Over the course of the novel, I got the impression that Evan remained more invested in the relationship than Julia, and it took much longer for his rose-tinted glasses to be removed. As he analyses his situation and relationship, he is forced to reassess the breakdown of a college friendship. Here’s a relevant passage:
“In our tiny new living room that first night in New York, I looked over at Julia. She had her hands on her hips, head cocked to one side, deciding where to hang the pictures. I felt such a rush of love at that moment, watching our new life become real. It wasn’t a fluke, the way I felt about her. We were meant to be.
“But Arthur’s words were back again. Fresh and whole, like a submarine breaking through the surface. Had he been right all along? Self-centered. Self-pitying. Julia had an independent streak that I’d always liked, but since graduation, it had hardened into something else. A life so separate that I wasn’t even part of it.”

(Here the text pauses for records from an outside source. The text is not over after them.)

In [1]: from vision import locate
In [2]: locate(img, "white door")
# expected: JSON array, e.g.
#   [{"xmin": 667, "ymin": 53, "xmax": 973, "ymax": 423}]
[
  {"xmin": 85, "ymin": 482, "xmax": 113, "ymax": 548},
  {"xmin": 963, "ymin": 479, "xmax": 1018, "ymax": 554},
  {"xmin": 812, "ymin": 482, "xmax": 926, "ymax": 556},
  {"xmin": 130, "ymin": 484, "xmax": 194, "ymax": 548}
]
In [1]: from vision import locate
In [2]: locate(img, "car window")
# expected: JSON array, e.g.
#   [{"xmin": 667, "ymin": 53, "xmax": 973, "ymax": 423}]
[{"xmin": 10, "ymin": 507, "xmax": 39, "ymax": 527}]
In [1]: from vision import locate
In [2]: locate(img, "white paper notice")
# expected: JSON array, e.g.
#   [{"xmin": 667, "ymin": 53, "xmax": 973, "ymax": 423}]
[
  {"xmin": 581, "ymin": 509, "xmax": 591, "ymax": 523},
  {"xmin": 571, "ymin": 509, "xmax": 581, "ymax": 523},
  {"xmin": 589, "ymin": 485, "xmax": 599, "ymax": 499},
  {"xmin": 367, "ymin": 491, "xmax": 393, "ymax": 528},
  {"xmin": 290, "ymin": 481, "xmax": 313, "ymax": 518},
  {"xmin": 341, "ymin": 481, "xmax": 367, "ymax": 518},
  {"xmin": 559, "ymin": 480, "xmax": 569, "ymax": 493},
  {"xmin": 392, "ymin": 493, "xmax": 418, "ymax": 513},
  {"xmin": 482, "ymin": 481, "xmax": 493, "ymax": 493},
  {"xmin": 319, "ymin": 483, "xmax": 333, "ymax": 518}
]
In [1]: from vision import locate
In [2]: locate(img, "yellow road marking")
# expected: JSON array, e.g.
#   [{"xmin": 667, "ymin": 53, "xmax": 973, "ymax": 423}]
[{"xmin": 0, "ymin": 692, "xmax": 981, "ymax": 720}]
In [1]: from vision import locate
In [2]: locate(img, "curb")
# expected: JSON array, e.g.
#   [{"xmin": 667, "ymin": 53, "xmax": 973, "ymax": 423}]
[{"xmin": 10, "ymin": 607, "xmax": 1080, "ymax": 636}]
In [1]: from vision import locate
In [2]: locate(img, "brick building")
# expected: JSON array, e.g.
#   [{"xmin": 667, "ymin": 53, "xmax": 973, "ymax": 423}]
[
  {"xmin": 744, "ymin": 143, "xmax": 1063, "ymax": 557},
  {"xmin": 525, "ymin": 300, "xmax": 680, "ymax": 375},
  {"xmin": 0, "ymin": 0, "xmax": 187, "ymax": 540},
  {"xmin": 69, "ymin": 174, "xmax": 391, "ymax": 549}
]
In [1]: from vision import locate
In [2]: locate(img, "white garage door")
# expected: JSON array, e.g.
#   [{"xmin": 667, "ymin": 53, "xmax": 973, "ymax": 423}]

That was a bit of a diversion. There are a lot of passages, chapters or scenes in the novel that struck me, and have stayed with me (I read this a couple of months ago). It is a very accomplished, very good novel. I count myself among those who are eagerly awaiting Pitoniak’s next novel. She is definitely an author to watch.
Overall, then, I enjoyed this. It’s very well-written, and while not the most original take on the young in New York sub-genre, I found it engaging and never felt bored. It struck chords, and I felt the characters were relatable and interesting.